How Patagonia Built a Cohesive Online Brand Identity — and How You Can Too

Noah Rue
Marketing And Growth Hacking
6 min readApr 26, 2019
Image courtesy: Unsplash

In the social media era, it isn’t enough for your company to have slick ads or good deals. Consumers are looking for a company with values that they can identify with and makes them feel like they’re contributing to society. If you want to effectively find leads on social media, you need to appeal to their values. If they’re going to follow your company on social media, they want it to feel human and relatable.

Crafting a successful modern brand identity is a process filled with trial and error. However, by doing your research and following good examples, you can find a way to connect with your customer base like never before. In order to guide you through some of the most important steps, let’s look at the outdoor gear company Patagonia.

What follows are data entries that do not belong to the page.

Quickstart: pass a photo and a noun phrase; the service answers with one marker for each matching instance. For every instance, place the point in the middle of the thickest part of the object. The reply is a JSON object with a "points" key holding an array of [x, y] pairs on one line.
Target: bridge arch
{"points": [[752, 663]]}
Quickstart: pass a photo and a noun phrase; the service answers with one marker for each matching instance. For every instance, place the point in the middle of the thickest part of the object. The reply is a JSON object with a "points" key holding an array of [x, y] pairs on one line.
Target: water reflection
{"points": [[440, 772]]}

The company was founded in 1973 in California, splitting later into two separate entities in order to fend off bankruptcy: Black Diamond, which sold climbing gear, and Patagonia, which sold soft goods. The company prides itself on an inventive spirit, always looking for the best and most environmentally friendly way to manufacture its goods. It pioneered the use of organic cotton in the mid-‘90s. This spirit has been integral to making Patagonia stand out from both its competitors and as a company overall.

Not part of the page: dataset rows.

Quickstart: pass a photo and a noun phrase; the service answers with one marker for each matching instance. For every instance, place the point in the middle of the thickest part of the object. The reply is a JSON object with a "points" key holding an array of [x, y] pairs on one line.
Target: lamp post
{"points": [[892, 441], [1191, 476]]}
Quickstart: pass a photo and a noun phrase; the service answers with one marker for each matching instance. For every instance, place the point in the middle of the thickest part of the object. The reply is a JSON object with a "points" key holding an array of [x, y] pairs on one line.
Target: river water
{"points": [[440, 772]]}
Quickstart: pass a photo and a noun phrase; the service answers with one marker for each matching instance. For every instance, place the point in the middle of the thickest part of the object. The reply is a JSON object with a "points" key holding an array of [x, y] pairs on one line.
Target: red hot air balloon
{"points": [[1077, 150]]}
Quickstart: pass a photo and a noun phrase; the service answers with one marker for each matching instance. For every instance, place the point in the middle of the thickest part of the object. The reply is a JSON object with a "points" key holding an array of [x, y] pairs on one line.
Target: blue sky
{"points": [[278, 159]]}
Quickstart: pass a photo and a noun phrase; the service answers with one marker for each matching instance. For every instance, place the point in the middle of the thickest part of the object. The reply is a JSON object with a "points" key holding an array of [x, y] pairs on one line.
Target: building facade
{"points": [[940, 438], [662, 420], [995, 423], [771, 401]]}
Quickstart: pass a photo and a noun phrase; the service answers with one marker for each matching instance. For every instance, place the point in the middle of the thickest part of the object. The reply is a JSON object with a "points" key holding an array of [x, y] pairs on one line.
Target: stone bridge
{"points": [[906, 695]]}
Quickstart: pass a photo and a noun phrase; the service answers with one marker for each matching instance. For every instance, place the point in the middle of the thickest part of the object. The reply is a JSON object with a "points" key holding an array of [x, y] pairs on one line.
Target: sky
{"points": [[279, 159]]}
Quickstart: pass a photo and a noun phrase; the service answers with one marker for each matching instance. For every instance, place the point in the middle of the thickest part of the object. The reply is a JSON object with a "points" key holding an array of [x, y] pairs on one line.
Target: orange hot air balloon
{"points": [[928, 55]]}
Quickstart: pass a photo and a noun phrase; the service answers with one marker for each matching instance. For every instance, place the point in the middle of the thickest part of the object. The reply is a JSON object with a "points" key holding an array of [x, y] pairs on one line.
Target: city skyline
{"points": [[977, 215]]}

Given this short history, it may be easy to sketch the company’s leadership as college-educated hippies, protesting on the street corner for one environmental cause or another. Despite how the opposition might paint that, this is actually a good image to project. It’s a vibrant and specific identity for their customers to relate to. Patagonia doesn’t just talk like they want to save the planet; they constantly demonstrate how they’re taking steps to do it.

First, Do Your Research

The first step in crafting a brand identity as focused and relatable as Patagonia is to do your market research. You need to know what you’re selling and who you’re selling it to before you can decide how you want to sell it. If you’re worried about the overwhelming amount of research out there, take a deep breath and start with basic questions.

First, you should ask yourself who your customers are in order to bolster your SEO efforts and achieve market dominance in your specific niche. You should think about who would be most likely to engage with your company and then expand out from there. Try to understand your core demographic, but keep an eye out for the broader groups and age ranges that you could also target.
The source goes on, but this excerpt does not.